Сам ящик можжевелового дерева, с двойной крышкой, был семиярусным, в каждом этаже по тридцать гнезд – в него помещалось двести восемь бутылочек (плюс еще одна, двести девятая, особая, упрятанная в тайник под крышкой).

Это была коллекция колдовских зелий Самояди:

Настойка на глазах лемминга, способствующая скорейшему открытию третьего глаза во лбу.

Сыворотка молока оленьих важенок, взбитая с дроздовыми яйцами, возвращающая взрослых людей в детство.

Вытяжка из прыгающих морских огурцов, дающая примирение с жизнью.

Слезы сверхъестественного существа Роука, неотвратимого рока самоедов.

Вино православного причастия, подымавшее умирающих с одра.

Желчь оленьих кентавров, очищающая душу от тридцати двух преступлений.

Приворотное зелье – березовая брага, сгущенная секретом самок в орхале.

Пот бога войны – будящий силу и злость, делающий жалких жертв охотниками.

Морошковое шампанское (шаманское), от которого у человека прорезываются на лопатках крылышки, возбуждая  желание улететь в заоблачные сферы.

Ну и так далее.

Коллекция языческих снадобий за год странствий по маловероятной и неправдоподобной тундре, стала для Ривкина не только выгодным помещением капитала, но и его личным триумфом. К которому стремился он, несся, скакал, летел в разного рода повозках, каретах, ландо, кабриолетах, вольво и фольксвагенах всю свою заполошную жизнь.

Как многие торговцы того времени, Соломон был немножко врачом, немножко алхимиком, немножко сводником и более всего пройдохой.

Он возгонял масла из скунса и черепахи;

набивал лепестками орхидей и тубероз изящные саше;

изготовлял тончайшие пудры для париков;

небезуспешно лечил подагру и сифилис;

снабжал худощавых фройляйн особыми каплями для приманки женихов, а пухлых фрау – микстурами для устранения мужей;

производил в тайных апартаментах выкидыши;

и даже одно время поставлял свеженьких сельских простушек в публичные дома Гамбурга.

Именно он, как никто другой, мог оценить самоядские зелья, далеко превосходяшие качеством весь  торговый ассортимент  просвещенной Европы.

Посматривая через плечо на драгоценный ящик, Соломон порой позволял себе даже тоненько хихикнуть от счастья, но тут же благоразумно взлаивал в притворном кашле – дабы не уронить своего достоинства в глазах слуги.

…Какие боги добровольно отдадут людям бессмертие?

За одним из вертких поворотов санного пути передний олень пятерки дико всхрапнул и крепко закусил сыромятную хигну.

Вслед за ним четыре его собрата закричали по-детски, по-девчоночьи, и вся упряжка понеслась несообразными скачками по сугробам, не разбирая дороги.

Соломон привстал в повозке, силясь разглядеть сквозь клубящуюся пургу источник внезапного бешенства оленей.

И увидел сзади, шагах в ста, быстро приближающиеся по следам лыжных полозьев три темных взвихренных клубка.

Альфонс, в обнимку с ящиком, тоже изогнувший шею назад, задрожал так, что драгоценные флакончики зазвенели на всех семи ярусах.

- Катастрофа, господин!

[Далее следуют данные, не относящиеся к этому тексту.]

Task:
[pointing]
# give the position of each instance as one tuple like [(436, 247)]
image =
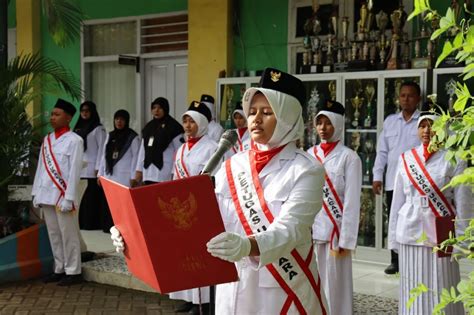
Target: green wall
[(70, 57), (11, 13), (263, 34)]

Волки! – крикнул он, и крик его скомкала, понесла, ударив о ближнюю снежную сопку и вернув жалким обрывком эха, обнаглевшая  пурга.


Волки!

У них фиолетовы пасти
И бритвой – нюх на свободу,
И в каждом когте по счастью,
Добытому на небе слету.

Хвосты их как две печали,
Их шеи змеятся гордо,
А холки как две пищали,
Подстрелившие черта.

Умеют, до заячьей дрожи,
Наверчивать штопором зенки
И драить медные рожи –
Волки, беглые зеки.

Волки, черти Самояди, единственные из живых тварей созданные не златорогим небесным богом Юммелем, а местным Вельзевулом, повелителем потемок, волки, населяющие самоедский ад!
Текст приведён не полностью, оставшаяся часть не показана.